Since Trump flew home to Washington, Kim has stepped assuredly into the spotlight, keen to show himself as a poised leader taking his rightful place on the international stage. He met with President Nguyen Phu Trong, the country’s top leader and Communist Party chief, grinning broadly as he was feted by top officials and escorted down a red carpet.
As Kim met with officials in Hanoi, the United States and North Korea have both been spinning their versions of what happened during one of the most high-profile diplomatic collapses in recent years.
But some experts believe that Kim, by standing shoulder-to-shoulder with Trump at a summit that captivated many around the world, will have one sure win: He’ll be able to portray himself to his people and supporters as the charismatic head of a nuclear-armed power, not an international pariah that starves its citizens so it can build nukes and missiles.
On Saturday, Kim, his trademark high-and-tight pompadour a bit disheveled, walked slowly behind a wreath with his name on it and a message that said, “I mourn the heroes and patriotic martyrs,” as it was taken to the Monument to War Heroes and Martyrs. He also oversaw the presentation of a large wreath at the Ho Chi Minh Mausoleum, where he bowed and walked inside.
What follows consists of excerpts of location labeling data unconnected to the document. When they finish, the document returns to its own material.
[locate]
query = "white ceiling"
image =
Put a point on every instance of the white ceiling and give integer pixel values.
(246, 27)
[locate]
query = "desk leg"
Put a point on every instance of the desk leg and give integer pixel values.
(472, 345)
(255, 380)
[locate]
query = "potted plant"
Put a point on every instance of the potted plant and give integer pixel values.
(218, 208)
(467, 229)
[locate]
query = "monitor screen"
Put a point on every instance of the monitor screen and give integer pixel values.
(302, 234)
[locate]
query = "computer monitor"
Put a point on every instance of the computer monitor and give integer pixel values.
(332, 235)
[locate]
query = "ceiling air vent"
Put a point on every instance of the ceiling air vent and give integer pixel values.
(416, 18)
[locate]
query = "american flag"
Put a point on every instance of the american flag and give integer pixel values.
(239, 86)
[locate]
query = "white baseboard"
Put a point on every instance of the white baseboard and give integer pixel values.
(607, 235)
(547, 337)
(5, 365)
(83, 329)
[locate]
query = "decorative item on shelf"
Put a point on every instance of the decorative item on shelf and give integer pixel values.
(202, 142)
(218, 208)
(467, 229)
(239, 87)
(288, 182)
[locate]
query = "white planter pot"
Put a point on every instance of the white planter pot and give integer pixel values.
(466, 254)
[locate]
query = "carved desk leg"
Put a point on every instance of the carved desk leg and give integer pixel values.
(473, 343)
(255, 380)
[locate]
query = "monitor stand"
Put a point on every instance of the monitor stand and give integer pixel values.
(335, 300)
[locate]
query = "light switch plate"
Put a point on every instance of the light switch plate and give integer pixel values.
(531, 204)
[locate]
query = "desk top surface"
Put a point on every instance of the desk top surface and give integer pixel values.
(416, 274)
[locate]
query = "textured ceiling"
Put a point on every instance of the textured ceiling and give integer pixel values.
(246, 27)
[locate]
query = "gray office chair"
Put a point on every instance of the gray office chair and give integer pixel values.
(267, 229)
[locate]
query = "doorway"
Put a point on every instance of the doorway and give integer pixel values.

Talks between Kim and Trump broke down on Thursday, the second day of their two-day summit, in a dispute over how much sanctions relief Washington should provide Pyongyang in return for nuclear disarmament steps. Despite a senior North Korean official’s suggestion in a rushed, middle-of-the-night news conference called to dispute Trump’s version of the summit’s end that Kim may have “lost the will” for diplomacy, the North Korean leader seems to have emerged from the diplomatic wreckage as a winner.
Kim answered questions with humour and ease when confronted by an aggressive international media contingent here. And, crucially for his image at home, he stood firm on his demands for the relief of sanctions imposed over a nuclear programme North Korea says it built in the face of unrelenting US hostility meant to end its leadership.
Kim, as he considers his next move after Hanoi, will be backed by state-controlled media that were already busy portraying the summit as a victory for their leader, saying Kim and Trump “appreciated that the second meeting in Hanoi offered an important occasion for deepening mutual respect and trust and putting the relations between the two countries on a new stage.”